On Thursday, the two young men set off for their observation post midway along the parade route. The weather forecast predicted the lowest temperatures in many years. Bruce, Ashley, Rose and I set off about 6 AM. We walked to the favored seating wait lines several blocks between our hotel and the store. We inched closer block by block and were quite frozen when we reached the Macy’s store entrance. It opened only for special family ticket-holders as guides pointed the way to hot chocolate and coffee served in a lower level while we waited for security to open the stands.

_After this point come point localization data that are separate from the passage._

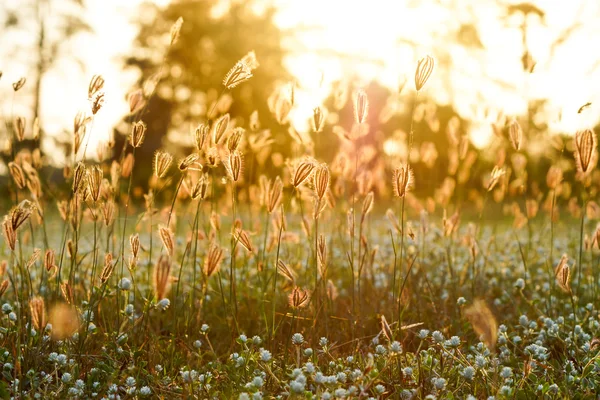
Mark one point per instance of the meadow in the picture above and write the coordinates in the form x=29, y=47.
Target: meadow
x=316, y=280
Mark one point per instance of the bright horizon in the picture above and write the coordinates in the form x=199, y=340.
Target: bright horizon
x=368, y=42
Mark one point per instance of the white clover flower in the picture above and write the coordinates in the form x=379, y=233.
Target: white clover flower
x=163, y=304
x=125, y=284
x=66, y=378
x=297, y=339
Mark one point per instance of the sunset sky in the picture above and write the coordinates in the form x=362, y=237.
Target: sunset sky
x=375, y=40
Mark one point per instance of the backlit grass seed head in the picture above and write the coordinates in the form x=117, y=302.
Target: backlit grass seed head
x=19, y=127
x=235, y=138
x=554, y=177
x=250, y=60
x=37, y=307
x=385, y=329
x=201, y=136
x=97, y=102
x=127, y=165
x=596, y=239
x=49, y=260
x=497, y=173
x=94, y=179
x=515, y=134
x=162, y=162
x=9, y=233
x=167, y=239
x=162, y=277
x=282, y=108
x=134, y=242
x=402, y=180
x=275, y=195
x=138, y=133
x=299, y=298
x=188, y=162
x=64, y=319
x=79, y=177
x=20, y=214
x=586, y=151
x=96, y=84
x=108, y=268
x=16, y=172
x=19, y=84
x=3, y=287
x=136, y=101
x=244, y=240
x=483, y=321
x=212, y=157
x=219, y=128
x=240, y=73
x=200, y=189
x=367, y=205
x=212, y=261
x=175, y=30
x=423, y=72
x=303, y=171
x=321, y=180
x=108, y=212
x=34, y=257
x=361, y=107
x=285, y=271
x=79, y=125
x=322, y=254
x=318, y=120
x=67, y=291
x=233, y=165
x=562, y=273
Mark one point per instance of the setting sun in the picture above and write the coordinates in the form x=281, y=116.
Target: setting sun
x=318, y=199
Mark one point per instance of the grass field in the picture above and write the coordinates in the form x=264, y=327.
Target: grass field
x=312, y=282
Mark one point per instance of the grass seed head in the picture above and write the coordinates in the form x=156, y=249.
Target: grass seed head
x=275, y=195
x=321, y=178
x=240, y=73
x=299, y=298
x=108, y=268
x=19, y=84
x=37, y=307
x=162, y=277
x=162, y=162
x=586, y=151
x=134, y=242
x=515, y=134
x=285, y=271
x=234, y=139
x=303, y=171
x=213, y=259
x=16, y=172
x=175, y=30
x=3, y=287
x=201, y=136
x=361, y=107
x=402, y=180
x=188, y=162
x=138, y=133
x=562, y=273
x=423, y=72
x=19, y=127
x=96, y=84
x=318, y=119
x=94, y=179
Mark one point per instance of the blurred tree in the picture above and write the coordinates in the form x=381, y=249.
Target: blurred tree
x=211, y=41
x=46, y=27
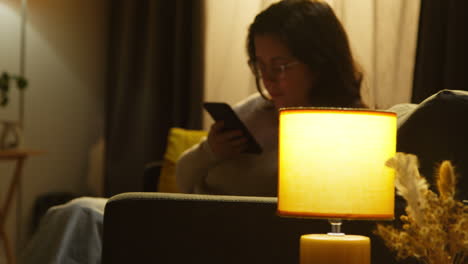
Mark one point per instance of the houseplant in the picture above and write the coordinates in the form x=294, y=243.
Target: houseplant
x=10, y=134
x=5, y=79
x=435, y=227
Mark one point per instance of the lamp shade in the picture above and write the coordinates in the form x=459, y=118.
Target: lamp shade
x=332, y=163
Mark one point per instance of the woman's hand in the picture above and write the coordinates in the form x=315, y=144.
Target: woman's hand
x=226, y=144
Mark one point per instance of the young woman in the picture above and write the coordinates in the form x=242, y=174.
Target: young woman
x=300, y=56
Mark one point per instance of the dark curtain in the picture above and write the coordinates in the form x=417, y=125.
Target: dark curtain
x=154, y=83
x=442, y=54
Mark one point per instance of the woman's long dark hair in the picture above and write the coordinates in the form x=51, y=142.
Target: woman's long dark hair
x=315, y=36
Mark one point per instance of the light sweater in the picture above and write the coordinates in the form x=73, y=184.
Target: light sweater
x=199, y=171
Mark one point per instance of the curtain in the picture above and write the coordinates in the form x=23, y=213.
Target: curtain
x=383, y=40
x=154, y=82
x=441, y=52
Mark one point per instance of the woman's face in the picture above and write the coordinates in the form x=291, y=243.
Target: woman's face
x=287, y=80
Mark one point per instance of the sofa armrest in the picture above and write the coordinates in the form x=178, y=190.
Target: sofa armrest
x=188, y=228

With our reserve area family tickets, we sat on bleachers in front of the Macy’s store about 20 yards from the main entrance. The giant turkey balloon indicated the parade performance spot by the door. We still had about an hour to wait before the parade arrived and we were frozen. Macy’s doesn’t miss many sales opportunities. I soon sent the girls to purchase lap blankets on sale just inside the store door. I don’t think we could have survived without them even though we dressed for cold weather.

The parade contained everything a parade should have. Floats carried performing musicians, bands marched, stilt walkers strutted, Rockettes kicked, flags twirled, and giant balloon figures hovered over all. It provided enough fun to keep us excited even as we froze our butts to the aluminum stadium seats. Finally the Christmas tree appeared and stopped to sing. Luckily by then, some folks with small children deserted the stands so we moved closer to the performance to hear the singing. Karen is in the bottom row of the tree on the right in the blurry still picture captured from the video. For us, Santa was an anti-climax to the big Singing Christmas Tree.

We met Karen back at the hotel and commiserated with Anthony and Daniel who did not have a building behind them to cut the wind. It took me most of the afternoon to thaw out. Later, we ate a family style restaurant dinner of turkey and fixings—A family first to eat restaurant smoked turkey for Thanksgiving dinner.

Friday the family explored NYC midtown, visiting the NYC Library on the way. We met my sister Karen and her husband Tony for a delicious lunch in Bryant Park. They left in time to return to New Haven CT that night. We traveled back to Georgia over the weekend. Altogether I’d say we had a unique, exciting Thanksgiving celebration.